Our study demonstrated significant improvement in skin microcirculation parameters only in patients receiving 40,000 IU of cholecalciferol per week. This effect can be explained by the direct protective action of vitamin D on endothelial cells through specific receptors [41
], or it can be mediated by improvement in metabolic parameters and inflammatory status associated with high-dose therapy [42
There is lack of data on 1,25-dihydroxyvitamin D (calcitriol) levels, which implements the main pleiotropic effects of vitamin D. There are several methods available to measure 25(OH)D levels.
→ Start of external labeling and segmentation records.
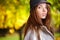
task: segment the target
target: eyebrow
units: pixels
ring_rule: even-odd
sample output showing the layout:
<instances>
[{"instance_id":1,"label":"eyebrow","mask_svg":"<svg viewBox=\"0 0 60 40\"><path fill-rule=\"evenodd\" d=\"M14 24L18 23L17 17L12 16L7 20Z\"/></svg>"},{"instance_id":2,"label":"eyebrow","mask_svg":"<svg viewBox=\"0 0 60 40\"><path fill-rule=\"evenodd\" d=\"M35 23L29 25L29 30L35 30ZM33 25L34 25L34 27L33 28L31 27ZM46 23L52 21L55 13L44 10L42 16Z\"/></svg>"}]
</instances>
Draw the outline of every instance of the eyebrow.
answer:
<instances>
[{"instance_id":1,"label":"eyebrow","mask_svg":"<svg viewBox=\"0 0 60 40\"><path fill-rule=\"evenodd\" d=\"M39 6L42 6L42 4L40 4ZM46 6L47 6L47 4L46 4ZM45 6L45 7L46 7L46 6Z\"/></svg>"}]
</instances>

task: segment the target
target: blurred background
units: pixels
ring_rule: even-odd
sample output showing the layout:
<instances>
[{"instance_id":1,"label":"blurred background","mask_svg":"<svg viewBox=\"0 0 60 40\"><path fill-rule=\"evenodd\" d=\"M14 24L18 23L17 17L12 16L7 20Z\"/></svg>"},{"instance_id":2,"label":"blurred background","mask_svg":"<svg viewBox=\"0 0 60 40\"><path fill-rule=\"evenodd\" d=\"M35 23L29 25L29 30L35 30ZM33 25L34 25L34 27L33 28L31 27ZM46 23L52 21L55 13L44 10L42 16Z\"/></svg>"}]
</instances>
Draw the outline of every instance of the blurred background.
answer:
<instances>
[{"instance_id":1,"label":"blurred background","mask_svg":"<svg viewBox=\"0 0 60 40\"><path fill-rule=\"evenodd\" d=\"M51 5L51 26L55 40L60 40L60 0ZM0 0L0 40L21 40L21 29L30 15L30 0Z\"/></svg>"}]
</instances>

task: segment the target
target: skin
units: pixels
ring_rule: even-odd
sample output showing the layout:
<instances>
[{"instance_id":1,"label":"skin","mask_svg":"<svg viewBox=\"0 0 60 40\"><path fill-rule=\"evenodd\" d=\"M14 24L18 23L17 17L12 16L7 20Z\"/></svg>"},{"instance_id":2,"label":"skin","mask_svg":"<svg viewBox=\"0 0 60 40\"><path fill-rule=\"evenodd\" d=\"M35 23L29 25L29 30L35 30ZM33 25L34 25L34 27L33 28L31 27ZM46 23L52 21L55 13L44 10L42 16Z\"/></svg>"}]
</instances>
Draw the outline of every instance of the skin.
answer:
<instances>
[{"instance_id":1,"label":"skin","mask_svg":"<svg viewBox=\"0 0 60 40\"><path fill-rule=\"evenodd\" d=\"M36 8L36 13L38 13L38 17L41 19L45 19L47 16L47 7L46 3L41 3Z\"/></svg>"}]
</instances>

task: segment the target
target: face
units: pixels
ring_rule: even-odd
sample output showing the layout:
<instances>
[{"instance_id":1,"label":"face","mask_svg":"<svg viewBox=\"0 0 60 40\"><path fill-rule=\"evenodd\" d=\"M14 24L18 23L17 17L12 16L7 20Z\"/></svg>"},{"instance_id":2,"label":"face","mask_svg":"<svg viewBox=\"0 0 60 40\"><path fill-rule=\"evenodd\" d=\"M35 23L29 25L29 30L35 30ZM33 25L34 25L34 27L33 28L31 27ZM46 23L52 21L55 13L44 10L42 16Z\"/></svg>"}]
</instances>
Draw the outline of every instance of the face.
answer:
<instances>
[{"instance_id":1,"label":"face","mask_svg":"<svg viewBox=\"0 0 60 40\"><path fill-rule=\"evenodd\" d=\"M37 16L41 19L45 19L47 16L47 6L46 3L41 3L36 8Z\"/></svg>"}]
</instances>

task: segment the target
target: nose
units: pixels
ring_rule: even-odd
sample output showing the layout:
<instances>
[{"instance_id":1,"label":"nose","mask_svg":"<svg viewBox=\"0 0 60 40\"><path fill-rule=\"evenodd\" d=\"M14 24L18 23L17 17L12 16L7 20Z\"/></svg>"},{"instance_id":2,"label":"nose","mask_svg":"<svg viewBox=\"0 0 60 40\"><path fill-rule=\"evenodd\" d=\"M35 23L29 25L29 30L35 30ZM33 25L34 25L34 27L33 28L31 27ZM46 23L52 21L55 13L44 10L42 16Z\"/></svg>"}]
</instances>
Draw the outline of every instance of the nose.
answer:
<instances>
[{"instance_id":1,"label":"nose","mask_svg":"<svg viewBox=\"0 0 60 40\"><path fill-rule=\"evenodd\" d=\"M46 8L43 8L43 12L47 12L47 9Z\"/></svg>"}]
</instances>

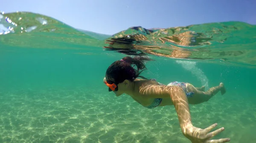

In this study, we used Abbott chemiluminescent immunoassay, which is the method available in our centre. Our study was an open-label one, so the possible effect of information about therapy on outcomes should be considered. We found a relationship between 25(OH)D and only some inflammatory markers, which makes further research in this area necessary. Most patients included in the study had vitamin D deficiency or insufficiency, so the effect of cholecalciferol therapy on peripheral neuropathy in patients with T2DM and normal 25(OH)D remains to be investigated. In addition, we want to highlight that since there is no gold standard for the assessment of microcirculation in diabetic patients, we chose Doppler flowmetry with two functional tests to perform this.